Patient dies after guard performs surgery at Pakistani hospital

This article is more than 2 years old

Family unknowingly paid impostor to treat back wound of 80-year-old woman, who died two weeks later

A woman died after a former security guard at a hospital in Pakistan posed as a doctor and performed surgery on her, police have said.

Shameema Begum, 80, died on Sunday, two weeks after Muhammad Waheed Butt attempted to treat her back wound at a public hospital in the eastern city of Lahore.

“We can’t keep up with what every doctor and what everyone is doing at all times. It’s a large hospital,” said an administrative official at Lahore’s Mayo hospital who did not want to be named.

He said it was unclear what type of surgery the impostor had performed in the operating theatre, where a qualified technician was also present.

Pakistan’s public hospitals, where patients are required to pay towards treatment, can often be inefficient and chaotic.

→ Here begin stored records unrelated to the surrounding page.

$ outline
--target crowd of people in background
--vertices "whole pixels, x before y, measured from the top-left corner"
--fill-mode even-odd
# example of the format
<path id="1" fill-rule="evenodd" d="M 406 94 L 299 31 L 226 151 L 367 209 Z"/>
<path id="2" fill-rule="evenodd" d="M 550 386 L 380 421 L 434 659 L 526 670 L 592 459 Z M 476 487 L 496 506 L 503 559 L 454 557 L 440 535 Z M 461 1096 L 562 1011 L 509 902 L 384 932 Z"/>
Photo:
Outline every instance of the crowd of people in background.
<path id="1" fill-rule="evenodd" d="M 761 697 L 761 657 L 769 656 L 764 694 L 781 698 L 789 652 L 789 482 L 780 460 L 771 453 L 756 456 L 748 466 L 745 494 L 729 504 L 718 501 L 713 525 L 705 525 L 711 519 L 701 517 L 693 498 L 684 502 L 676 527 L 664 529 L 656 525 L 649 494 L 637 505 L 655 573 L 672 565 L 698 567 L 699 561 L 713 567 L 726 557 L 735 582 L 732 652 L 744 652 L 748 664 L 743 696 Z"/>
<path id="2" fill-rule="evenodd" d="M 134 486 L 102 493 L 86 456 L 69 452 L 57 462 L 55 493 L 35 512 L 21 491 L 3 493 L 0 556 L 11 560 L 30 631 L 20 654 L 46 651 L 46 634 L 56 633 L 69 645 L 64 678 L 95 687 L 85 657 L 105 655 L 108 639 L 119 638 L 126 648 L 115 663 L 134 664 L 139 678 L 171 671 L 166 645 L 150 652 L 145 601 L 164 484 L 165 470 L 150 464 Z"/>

Begum’s family paid Butt for the operation and two further home visits to dress her wound. When the bleeding and pain worsened, her family returned her to the hospital where they discovered what had happened.

Her body is being kept for an autopsy to ascertain whether her death was a result of complications from the botched surgery.

“The guard has been charged and is in police custody,” said a Lahore police spokesperson, Ali Safdar. “Butt had posed as a doctor and made home visits to other patients in the past also.”

Mayo hospital staff said Butt was fired two years ago for trying to extort money from patients.

Earlier in May, a man was arrested for posing as a doctor at Lahore general hospital and extorting money from patients in the surgical ward.

In 2016, it was revealed that a woman posing as a neurosurgeon had been conducting operations for eight months alongside qualified doctors at Lahore’s Services hospital, the second largest health facility in Pakistan.